Estimating Photovoltaic capacity using customs data : Model development of the tool NJORD and photovoltaics' characterization and impact on the African continent

University essay from Uppsala universitet/Byggteknik och byggd miljö

Abstract: Photovoltaics (PV) is one of the fastest growing power sources in the world in the last twenty years, being the most installed power source in almost half of the world's countries in 2020. Despite this, precise tracking of installations of PV does not exist in most of the world's markets due to PVs unique scalability and modularity. One way to try to estimate how much PV is installed in the world is by following trade data between countries, which is the goal of NJORD. In NJORD the installed capacity of PV is estimated in the world by following the trade of PV as closely as possible and calculating an estimation based on module prices, weights and other factors collected from the market. The ITC reports trade in different levels, 6-digits codes called HS-codes are the most precise codes that are shared between all countries reporting to ITC, and NTL-codes that are more precise than the HS-codes but individual per country.
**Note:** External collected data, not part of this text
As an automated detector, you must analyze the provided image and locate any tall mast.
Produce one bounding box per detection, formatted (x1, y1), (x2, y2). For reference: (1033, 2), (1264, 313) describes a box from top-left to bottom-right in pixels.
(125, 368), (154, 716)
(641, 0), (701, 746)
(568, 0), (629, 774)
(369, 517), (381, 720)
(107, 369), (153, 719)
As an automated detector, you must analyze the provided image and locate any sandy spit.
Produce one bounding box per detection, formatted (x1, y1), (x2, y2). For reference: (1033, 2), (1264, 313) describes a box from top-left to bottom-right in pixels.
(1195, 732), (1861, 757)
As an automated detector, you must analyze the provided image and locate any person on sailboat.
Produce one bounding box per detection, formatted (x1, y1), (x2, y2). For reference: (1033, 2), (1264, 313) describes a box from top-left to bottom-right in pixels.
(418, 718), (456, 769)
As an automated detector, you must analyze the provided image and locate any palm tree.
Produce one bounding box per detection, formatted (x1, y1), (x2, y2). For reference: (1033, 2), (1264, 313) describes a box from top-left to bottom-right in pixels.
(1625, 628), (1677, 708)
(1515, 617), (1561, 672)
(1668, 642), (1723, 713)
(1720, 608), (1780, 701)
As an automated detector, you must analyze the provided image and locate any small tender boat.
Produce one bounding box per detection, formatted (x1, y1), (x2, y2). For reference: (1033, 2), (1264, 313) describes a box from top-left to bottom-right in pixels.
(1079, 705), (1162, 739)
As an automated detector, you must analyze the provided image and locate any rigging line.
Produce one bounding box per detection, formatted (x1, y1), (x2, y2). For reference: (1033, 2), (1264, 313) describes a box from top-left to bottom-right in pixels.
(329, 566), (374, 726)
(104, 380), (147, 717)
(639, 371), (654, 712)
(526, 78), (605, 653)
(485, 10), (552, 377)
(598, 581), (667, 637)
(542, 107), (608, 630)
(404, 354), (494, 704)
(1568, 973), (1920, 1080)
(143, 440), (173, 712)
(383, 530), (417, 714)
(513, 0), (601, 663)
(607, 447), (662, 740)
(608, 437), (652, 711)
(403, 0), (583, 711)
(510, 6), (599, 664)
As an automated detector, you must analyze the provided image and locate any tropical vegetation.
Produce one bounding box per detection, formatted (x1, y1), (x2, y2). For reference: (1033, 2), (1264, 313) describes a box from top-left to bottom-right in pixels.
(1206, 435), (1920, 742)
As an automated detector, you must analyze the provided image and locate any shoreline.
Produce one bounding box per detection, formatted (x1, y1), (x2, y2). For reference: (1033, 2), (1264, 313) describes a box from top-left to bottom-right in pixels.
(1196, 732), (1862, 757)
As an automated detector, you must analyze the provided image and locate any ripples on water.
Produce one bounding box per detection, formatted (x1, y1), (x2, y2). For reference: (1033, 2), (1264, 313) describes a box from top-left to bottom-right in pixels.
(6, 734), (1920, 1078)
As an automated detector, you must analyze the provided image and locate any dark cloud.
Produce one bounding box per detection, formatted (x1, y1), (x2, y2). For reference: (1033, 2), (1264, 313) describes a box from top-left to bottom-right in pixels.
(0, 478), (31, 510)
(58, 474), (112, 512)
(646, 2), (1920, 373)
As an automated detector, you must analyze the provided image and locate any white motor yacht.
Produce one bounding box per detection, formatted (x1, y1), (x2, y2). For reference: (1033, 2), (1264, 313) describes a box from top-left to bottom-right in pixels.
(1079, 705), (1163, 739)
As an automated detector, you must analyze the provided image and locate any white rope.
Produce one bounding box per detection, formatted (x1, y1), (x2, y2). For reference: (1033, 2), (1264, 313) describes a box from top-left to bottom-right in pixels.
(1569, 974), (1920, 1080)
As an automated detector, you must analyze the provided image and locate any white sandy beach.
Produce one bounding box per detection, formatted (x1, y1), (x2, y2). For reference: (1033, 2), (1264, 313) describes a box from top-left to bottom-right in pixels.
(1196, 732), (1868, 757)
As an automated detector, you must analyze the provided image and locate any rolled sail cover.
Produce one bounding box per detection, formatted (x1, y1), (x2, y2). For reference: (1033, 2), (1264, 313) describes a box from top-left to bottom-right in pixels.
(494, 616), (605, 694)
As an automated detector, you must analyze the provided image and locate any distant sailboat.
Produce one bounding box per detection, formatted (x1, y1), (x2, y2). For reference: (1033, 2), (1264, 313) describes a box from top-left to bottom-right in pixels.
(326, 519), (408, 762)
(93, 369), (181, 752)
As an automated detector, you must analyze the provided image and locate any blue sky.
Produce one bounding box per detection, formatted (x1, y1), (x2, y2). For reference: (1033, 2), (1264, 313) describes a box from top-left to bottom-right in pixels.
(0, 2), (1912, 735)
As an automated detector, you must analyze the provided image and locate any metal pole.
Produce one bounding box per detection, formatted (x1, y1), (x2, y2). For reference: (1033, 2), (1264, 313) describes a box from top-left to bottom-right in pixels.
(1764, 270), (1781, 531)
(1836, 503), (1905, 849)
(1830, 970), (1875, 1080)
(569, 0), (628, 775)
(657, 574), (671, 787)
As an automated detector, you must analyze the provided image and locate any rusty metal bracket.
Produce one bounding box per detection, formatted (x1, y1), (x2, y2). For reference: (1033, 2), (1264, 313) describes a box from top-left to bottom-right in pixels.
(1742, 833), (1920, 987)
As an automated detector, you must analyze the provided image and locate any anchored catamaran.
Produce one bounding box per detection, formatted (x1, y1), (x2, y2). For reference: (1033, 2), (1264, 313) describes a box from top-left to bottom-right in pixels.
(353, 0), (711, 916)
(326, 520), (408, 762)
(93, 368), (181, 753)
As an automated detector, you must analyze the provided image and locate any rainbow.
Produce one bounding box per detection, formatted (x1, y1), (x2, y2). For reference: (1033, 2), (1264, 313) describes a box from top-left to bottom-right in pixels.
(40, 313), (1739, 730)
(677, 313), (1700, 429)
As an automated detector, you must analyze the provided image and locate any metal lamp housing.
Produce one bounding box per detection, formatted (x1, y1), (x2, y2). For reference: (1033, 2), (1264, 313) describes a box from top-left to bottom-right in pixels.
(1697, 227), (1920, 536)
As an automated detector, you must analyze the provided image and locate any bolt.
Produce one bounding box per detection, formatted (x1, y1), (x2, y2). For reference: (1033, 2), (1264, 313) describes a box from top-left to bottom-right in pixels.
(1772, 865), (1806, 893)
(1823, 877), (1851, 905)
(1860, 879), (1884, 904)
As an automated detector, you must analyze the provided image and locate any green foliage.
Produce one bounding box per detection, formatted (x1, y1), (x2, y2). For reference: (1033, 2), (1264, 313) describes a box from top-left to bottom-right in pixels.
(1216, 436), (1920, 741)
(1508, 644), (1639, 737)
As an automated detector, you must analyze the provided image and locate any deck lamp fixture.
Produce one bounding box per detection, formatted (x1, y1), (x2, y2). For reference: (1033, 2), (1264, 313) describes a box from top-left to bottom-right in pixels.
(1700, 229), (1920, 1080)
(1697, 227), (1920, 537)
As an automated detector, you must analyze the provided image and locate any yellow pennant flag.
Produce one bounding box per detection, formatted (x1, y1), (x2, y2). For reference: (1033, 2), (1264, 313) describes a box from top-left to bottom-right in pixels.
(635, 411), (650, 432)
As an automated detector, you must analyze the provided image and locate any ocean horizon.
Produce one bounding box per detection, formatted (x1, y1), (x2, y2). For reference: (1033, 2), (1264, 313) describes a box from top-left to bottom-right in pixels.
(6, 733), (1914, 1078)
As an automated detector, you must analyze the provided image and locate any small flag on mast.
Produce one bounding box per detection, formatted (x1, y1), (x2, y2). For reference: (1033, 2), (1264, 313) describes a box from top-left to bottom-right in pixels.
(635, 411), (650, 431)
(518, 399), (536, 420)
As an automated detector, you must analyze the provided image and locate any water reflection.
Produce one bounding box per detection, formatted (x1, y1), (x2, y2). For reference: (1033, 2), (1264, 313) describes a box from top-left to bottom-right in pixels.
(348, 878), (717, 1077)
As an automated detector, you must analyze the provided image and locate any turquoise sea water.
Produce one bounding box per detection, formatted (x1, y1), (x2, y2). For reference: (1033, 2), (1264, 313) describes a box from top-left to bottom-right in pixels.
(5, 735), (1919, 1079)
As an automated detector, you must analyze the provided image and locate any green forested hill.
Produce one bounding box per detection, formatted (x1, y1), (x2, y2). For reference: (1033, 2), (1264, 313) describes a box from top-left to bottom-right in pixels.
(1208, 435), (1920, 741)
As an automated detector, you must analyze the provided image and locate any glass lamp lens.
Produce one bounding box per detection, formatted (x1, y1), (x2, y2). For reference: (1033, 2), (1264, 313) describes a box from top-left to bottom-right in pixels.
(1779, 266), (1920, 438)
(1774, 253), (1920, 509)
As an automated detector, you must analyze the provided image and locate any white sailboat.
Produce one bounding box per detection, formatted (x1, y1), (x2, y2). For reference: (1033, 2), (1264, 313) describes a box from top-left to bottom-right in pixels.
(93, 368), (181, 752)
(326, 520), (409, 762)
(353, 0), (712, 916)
By identifying existing NTL-codes and incorporating them into the NJORD models, estimations can be made that lie within 10% of the reported publicized data for a set of reference countries with credible PV reporting. Using the same estimation criteria, the model can also estimate installed PV capacity in most of the countries in the world. The NJORD model finds that most countries in the world have PV capacity installed, and that the best reports from the African continent miss some capacity.  The estimated PV capacity installed on the African continent correlates with the reported performance towards multiple SDGs, showing that PV has an impact on the continent with the clearest impact on SDG7 “Ensure access to affordable, reliable, sustainable and modern energy for all”, but also an impact on health through a decrease in lung-disease. Off-grid PV plays a large part on the African PV market and it is hard to monitor due to the small size of the systems. NJORD can capture these systems in the estimations in a way that is difficult for the classic collection of data.